Abstract
Censorship and Book Circulation in Eighteenth-Century Italy
During the eighteenth century some Italian governments changed the regulations concerning censorship, and asserted the state's role in the control of the production and circulation of books. Paradoxically, the existence of different regulations for censorship in Italy revealed itself to be an instrument of corrosion of the control mechanisms by making the access to forbidden books less difficult than in countries in which there was a centralized control system. In the years comprised between the 1760s and the 1780s there had indeed been transformations similar to those of other European countries, pointing towards that «revolution in readership » which had increased the occasions for having access to books; multipling the number of readers, discovering a new public, which was to have great importance especially in the nineteenth century: women readers, which publishers addressed with fashion journals and almanacs.
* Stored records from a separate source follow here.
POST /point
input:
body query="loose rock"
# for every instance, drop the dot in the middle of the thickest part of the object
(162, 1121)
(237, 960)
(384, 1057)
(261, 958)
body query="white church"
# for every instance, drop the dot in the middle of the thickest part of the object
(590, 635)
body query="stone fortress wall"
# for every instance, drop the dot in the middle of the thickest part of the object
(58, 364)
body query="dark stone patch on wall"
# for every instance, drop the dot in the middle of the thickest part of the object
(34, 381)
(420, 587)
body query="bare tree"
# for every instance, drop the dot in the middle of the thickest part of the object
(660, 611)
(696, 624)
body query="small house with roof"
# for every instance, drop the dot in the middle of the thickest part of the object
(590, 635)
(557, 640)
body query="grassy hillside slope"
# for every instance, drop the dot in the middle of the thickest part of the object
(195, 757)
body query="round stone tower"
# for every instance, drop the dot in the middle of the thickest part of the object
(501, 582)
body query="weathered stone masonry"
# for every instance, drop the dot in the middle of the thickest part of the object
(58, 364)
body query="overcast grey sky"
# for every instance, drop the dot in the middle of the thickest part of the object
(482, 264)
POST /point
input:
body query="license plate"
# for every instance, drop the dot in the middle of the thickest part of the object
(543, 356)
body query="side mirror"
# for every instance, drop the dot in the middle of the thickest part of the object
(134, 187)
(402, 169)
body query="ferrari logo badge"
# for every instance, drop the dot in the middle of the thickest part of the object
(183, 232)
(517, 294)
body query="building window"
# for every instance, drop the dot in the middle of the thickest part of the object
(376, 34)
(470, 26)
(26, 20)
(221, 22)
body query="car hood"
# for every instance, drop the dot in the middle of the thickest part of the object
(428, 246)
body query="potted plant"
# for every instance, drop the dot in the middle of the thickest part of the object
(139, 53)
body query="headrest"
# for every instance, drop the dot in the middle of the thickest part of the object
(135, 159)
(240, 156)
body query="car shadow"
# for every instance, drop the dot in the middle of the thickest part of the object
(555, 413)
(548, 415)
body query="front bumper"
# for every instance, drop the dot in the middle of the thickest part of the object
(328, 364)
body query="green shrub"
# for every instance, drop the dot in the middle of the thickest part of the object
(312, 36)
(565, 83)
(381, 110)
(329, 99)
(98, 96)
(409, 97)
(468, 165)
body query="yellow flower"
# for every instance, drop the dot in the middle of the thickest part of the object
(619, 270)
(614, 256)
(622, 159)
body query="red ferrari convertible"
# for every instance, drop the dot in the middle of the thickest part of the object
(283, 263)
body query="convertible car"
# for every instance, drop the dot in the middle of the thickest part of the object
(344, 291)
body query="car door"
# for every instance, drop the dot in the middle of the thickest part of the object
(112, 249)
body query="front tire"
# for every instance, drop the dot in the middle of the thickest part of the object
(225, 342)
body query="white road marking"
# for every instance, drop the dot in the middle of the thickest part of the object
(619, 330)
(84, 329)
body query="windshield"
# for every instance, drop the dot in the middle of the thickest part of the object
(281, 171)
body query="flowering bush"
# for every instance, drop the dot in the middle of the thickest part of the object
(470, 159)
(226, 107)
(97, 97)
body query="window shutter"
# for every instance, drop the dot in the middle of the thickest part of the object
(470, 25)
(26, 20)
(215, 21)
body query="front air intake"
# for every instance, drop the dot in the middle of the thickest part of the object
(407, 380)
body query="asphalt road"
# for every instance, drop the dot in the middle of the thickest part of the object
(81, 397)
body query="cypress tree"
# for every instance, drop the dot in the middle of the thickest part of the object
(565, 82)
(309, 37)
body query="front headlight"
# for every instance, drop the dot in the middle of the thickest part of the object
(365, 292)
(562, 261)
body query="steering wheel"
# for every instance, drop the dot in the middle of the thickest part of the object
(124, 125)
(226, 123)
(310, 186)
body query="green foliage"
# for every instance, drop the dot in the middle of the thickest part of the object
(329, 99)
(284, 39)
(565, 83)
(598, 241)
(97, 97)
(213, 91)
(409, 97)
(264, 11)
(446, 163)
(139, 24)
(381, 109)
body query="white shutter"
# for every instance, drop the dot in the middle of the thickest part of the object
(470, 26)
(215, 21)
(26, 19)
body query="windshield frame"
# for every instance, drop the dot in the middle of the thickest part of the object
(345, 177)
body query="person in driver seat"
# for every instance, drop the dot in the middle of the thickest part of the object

In some Italian cities the opportunities to read had increased in the eighteenth century: in public libraries, in coffee houses, in literary societies, in the cabinets de lecture books and newspapers could be browsed and read without having to buy them. The urban guidebooks and the récits de voyage of foreign travellers (as the Spanish Jesuit Juan Andrés, and as Jerôme de de Lalande, Gotthold Ephraim Lessing and Johann Wolfgang von Goethe) are important sources that provide informations about cultural transformations as the opening of libraries, book collections both privat and public, for the selected public and the opening of new reading occasions for a wider public.